Sometimes a concept gets labelled with more acronyms than people know what to do with. Everybody knows a different ‘name’ for the same thing. We make up our own. We get lost in a sea of made-up jargon.


No, this post is not about preparation. Most members of Toastmasters will recognise PREP as a format for speaking. Everyone else may recognise it as getting ready (preparation). But PREP is also great for writing blogs or essays. Having just finished a degree, I should have been using PREP at the start of my course. It’s as easy as:

Point: of view or idea

Reason: why

Example: of the point in action

Point: restated


Why is this acronym getting so much attention in this blog? Because it is so much better than the one a particularly youthful lecturer uses. Every single class taught by this person at university were reminded the same rule: alter it before telling your younger siblings about it. Is it unprofessional, or just mucking around? Remember to read this one vertically:

Statement: of the point of view or the idea.
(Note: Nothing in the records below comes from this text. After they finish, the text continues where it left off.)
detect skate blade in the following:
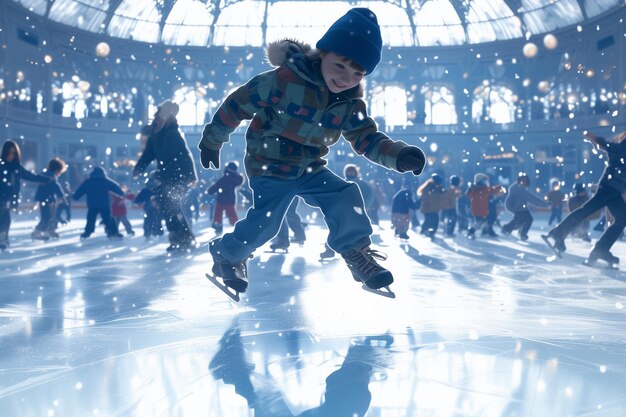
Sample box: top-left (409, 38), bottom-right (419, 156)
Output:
top-left (361, 284), bottom-right (396, 298)
top-left (541, 235), bottom-right (563, 258)
top-left (583, 259), bottom-right (619, 270)
top-left (265, 249), bottom-right (289, 255)
top-left (206, 274), bottom-right (239, 303)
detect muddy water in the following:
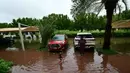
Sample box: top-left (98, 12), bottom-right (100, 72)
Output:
top-left (0, 38), bottom-right (130, 73)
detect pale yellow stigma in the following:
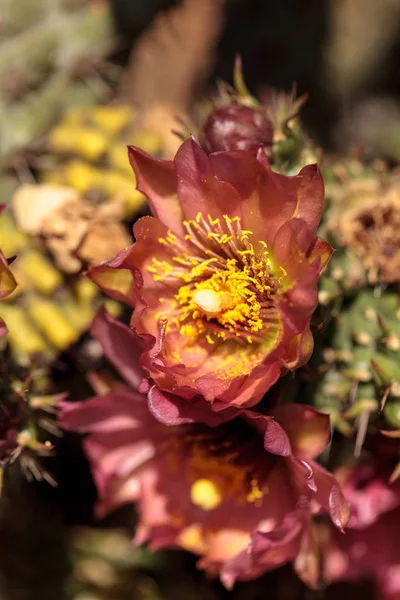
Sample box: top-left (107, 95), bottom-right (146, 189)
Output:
top-left (190, 479), bottom-right (222, 510)
top-left (192, 288), bottom-right (222, 317)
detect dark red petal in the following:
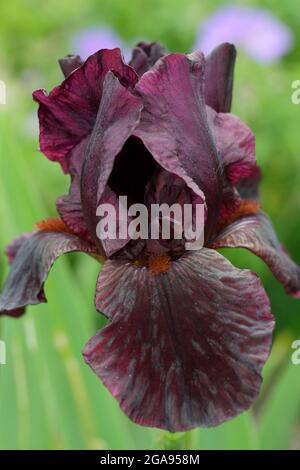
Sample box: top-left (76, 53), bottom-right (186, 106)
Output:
top-left (135, 53), bottom-right (221, 239)
top-left (56, 138), bottom-right (90, 240)
top-left (33, 49), bottom-right (137, 172)
top-left (237, 165), bottom-right (261, 201)
top-left (58, 55), bottom-right (83, 78)
top-left (5, 232), bottom-right (35, 264)
top-left (211, 213), bottom-right (300, 298)
top-left (84, 248), bottom-right (274, 431)
top-left (0, 232), bottom-right (95, 316)
top-left (129, 42), bottom-right (165, 77)
top-left (81, 72), bottom-right (142, 250)
top-left (205, 43), bottom-right (236, 113)
top-left (145, 168), bottom-right (205, 255)
top-left (207, 107), bottom-right (256, 185)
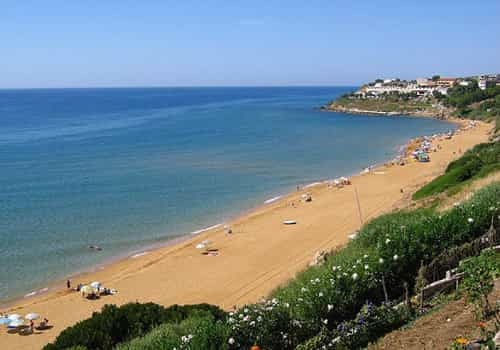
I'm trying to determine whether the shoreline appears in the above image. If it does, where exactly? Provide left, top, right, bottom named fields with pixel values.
left=320, top=105, right=452, bottom=120
left=0, top=120, right=491, bottom=349
left=0, top=119, right=446, bottom=310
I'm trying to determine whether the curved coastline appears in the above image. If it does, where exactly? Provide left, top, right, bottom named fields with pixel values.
left=0, top=117, right=491, bottom=349
left=0, top=115, right=458, bottom=310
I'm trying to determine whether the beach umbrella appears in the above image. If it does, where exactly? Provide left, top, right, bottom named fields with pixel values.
left=8, top=318, right=24, bottom=328
left=80, top=286, right=94, bottom=294
left=24, top=312, right=40, bottom=321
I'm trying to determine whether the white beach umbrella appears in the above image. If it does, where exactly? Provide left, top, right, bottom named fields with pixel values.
left=24, top=312, right=40, bottom=321
left=80, top=286, right=94, bottom=294
left=8, top=318, right=24, bottom=328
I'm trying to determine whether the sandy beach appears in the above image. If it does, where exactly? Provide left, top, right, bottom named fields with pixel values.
left=0, top=122, right=492, bottom=349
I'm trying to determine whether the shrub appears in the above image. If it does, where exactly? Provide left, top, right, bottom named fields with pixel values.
left=413, top=142, right=500, bottom=199
left=459, top=249, right=500, bottom=320
left=44, top=303, right=225, bottom=350
left=266, top=183, right=500, bottom=349
left=116, top=315, right=229, bottom=350
left=297, top=303, right=414, bottom=350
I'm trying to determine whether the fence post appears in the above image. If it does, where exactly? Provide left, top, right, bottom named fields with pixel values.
left=382, top=276, right=389, bottom=303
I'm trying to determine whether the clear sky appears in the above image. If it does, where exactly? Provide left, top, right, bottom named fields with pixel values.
left=0, top=0, right=500, bottom=88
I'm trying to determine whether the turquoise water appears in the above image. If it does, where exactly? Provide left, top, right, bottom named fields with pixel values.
left=0, top=87, right=452, bottom=300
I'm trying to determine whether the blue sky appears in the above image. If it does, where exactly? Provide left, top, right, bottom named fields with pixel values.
left=0, top=0, right=500, bottom=88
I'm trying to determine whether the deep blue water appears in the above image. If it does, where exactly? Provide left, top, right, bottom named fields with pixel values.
left=0, top=87, right=452, bottom=300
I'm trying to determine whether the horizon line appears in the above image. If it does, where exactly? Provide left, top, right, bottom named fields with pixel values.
left=0, top=84, right=359, bottom=91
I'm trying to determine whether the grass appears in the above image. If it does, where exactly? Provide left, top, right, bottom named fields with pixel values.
left=413, top=142, right=500, bottom=200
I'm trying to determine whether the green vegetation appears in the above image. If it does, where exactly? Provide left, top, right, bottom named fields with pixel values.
left=459, top=249, right=500, bottom=322
left=116, top=315, right=229, bottom=350
left=413, top=142, right=500, bottom=199
left=44, top=303, right=225, bottom=350
left=46, top=183, right=500, bottom=350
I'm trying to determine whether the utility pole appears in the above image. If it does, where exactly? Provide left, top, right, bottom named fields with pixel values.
left=354, top=186, right=363, bottom=226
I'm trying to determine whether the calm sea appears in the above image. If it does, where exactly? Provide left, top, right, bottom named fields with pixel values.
left=0, top=87, right=452, bottom=300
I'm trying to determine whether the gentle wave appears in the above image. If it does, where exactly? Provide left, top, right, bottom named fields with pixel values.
left=264, top=196, right=283, bottom=204
left=24, top=287, right=49, bottom=298
left=191, top=224, right=222, bottom=235
left=130, top=251, right=149, bottom=259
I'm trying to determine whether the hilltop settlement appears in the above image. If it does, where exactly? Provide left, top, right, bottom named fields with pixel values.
left=323, top=74, right=500, bottom=130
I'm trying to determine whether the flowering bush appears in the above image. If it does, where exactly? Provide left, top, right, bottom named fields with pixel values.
left=459, top=249, right=500, bottom=320
left=297, top=303, right=413, bottom=350
left=47, top=183, right=500, bottom=350
left=115, top=315, right=229, bottom=350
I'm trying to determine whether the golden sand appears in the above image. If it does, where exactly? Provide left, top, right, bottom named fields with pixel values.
left=0, top=123, right=492, bottom=349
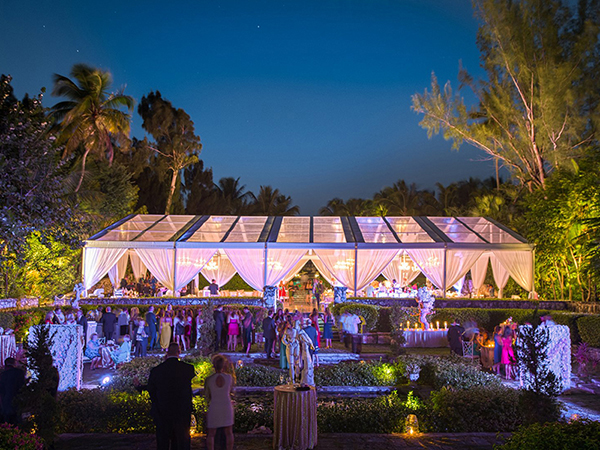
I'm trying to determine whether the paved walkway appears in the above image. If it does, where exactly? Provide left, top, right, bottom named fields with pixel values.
left=56, top=433, right=508, bottom=450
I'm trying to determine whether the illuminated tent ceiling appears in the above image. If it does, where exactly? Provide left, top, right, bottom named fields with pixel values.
left=83, top=214, right=534, bottom=298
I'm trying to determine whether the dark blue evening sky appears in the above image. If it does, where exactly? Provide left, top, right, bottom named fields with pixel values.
left=0, top=0, right=493, bottom=214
Explanation: of why the point matters or why the idea will work.

X-ample: or example, to illustrate how the idea would work in reality.

Your point


There are alternatives. As good as they are, I would like to simplify it more. Tam suggests a new acronym in her blog with some help from Prezi. However, it looks a bit more complicated than PREP. “SKEEPSGG”stands for statement, keyword, explanation, example, personal statement, generalisation, globalisation. “SKEEPSGG” looks quite helpful. And this blogger knows more about learning. But there are other options. Then Bored of Studies lists a couple more options “PEAL (Point, Evidence, Analysis, Link), PACT (Purpose, Analysis, Context, Techniques)”. They’re great too – but why remember two acronyms when you can use one? Let’s keep it simple.

In the spirit of keeping it clean and understandable, don’t get bogged down in jargon. Just PREP (and prepare too).